FIRE-EATER’S FANTASY
The irony is rich—avid abolitionist John Brown saved the life of Fire-eater Edmund Ruffin, and gave purpose to the Southerner’s life. Ruffin, a wealthy Virginia planter and slaveowner, was known for his scientific study of soil culture, undertaken to help improve and sustain the plantation economy of the South. He became a leading Fire-eater, as Southerners eager to see a separate nation built upon plantations and slavery were known, and by 1859, after decades of espousing Southern nationalism, he despaired of ever seeing his dream come true. In an October 18, 1859, diary entry, he contemplated suicide. The next day, John Brown saved Ruffin’s life. Newspapers for October 19 reported the abolitionist’s failed attempt to capture the federal armory at Harpers Ferry, orchestrated entirely by Northern men.
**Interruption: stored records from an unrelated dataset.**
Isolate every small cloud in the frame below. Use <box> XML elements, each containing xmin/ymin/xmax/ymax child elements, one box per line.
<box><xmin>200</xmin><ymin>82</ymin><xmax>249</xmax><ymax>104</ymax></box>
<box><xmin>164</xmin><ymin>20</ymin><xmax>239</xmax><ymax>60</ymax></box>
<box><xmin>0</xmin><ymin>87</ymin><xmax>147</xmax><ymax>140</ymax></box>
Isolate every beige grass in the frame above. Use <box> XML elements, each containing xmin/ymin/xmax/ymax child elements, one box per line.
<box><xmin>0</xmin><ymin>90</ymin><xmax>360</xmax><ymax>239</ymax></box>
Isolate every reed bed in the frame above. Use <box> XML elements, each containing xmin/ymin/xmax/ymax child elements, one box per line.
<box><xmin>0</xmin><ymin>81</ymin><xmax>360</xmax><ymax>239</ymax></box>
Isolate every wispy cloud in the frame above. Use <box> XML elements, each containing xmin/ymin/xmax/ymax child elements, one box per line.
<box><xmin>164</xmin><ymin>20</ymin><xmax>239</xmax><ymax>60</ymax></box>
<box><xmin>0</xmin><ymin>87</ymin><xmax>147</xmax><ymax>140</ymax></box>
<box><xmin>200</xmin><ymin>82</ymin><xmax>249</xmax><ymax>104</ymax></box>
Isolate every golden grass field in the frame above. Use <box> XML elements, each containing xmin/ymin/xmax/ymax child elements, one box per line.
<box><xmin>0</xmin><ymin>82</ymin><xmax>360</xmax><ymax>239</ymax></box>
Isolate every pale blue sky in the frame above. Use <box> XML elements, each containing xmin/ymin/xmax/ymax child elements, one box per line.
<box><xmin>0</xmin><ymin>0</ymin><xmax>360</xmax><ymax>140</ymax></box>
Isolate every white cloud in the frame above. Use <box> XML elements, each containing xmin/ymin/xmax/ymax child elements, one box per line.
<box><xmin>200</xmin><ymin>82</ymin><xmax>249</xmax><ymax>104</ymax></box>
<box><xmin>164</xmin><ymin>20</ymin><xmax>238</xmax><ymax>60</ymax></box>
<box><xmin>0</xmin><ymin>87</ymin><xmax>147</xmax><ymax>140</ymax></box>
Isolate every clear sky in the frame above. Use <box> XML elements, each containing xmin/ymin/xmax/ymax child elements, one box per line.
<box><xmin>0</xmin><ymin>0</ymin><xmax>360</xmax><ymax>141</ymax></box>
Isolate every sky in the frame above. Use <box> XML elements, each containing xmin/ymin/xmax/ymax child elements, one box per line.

The news rekindled Ruffin’s hope for a Southern confederacy, and he raced to Charles Town, Va., the site of Brown’s trial, to watch it emerge.
Brown was sentenced to be hanged, and on December 2, 1,500 militamen formed two squares facing his scaffold. Ruffin evaded a strict ban on civilian spectators by becoming, for a day, the oldest cadet of the Virginia Military Institute. The condemned man scaled the steps and Brown requested, “do not detain me any longer than is absolutely necessary.” According to Ruffin, Brown displayed “complete fearlessness of & insensibility to danger and death.”
RUFFIN PENNED OVER 300 PAGES IN TWO MONTHS. HIS HISTORY OF THE FUTURE FORETOLD SECESSION, CIVIL WAR, AND SOUTHERN INDEPENDENCE
Weeks after John Brown’s death, Ruffin picked up a copy of Wild Southern Scenes by John Beauchamp Jones, who would later serve as a clerk for Confederate President Jefferson Davis. The book caught Ruffin’s eye because Jones’ novel anticipated secession and civil war at a time when Brown’s raid raised Ruffin’s hopes for Southern independence.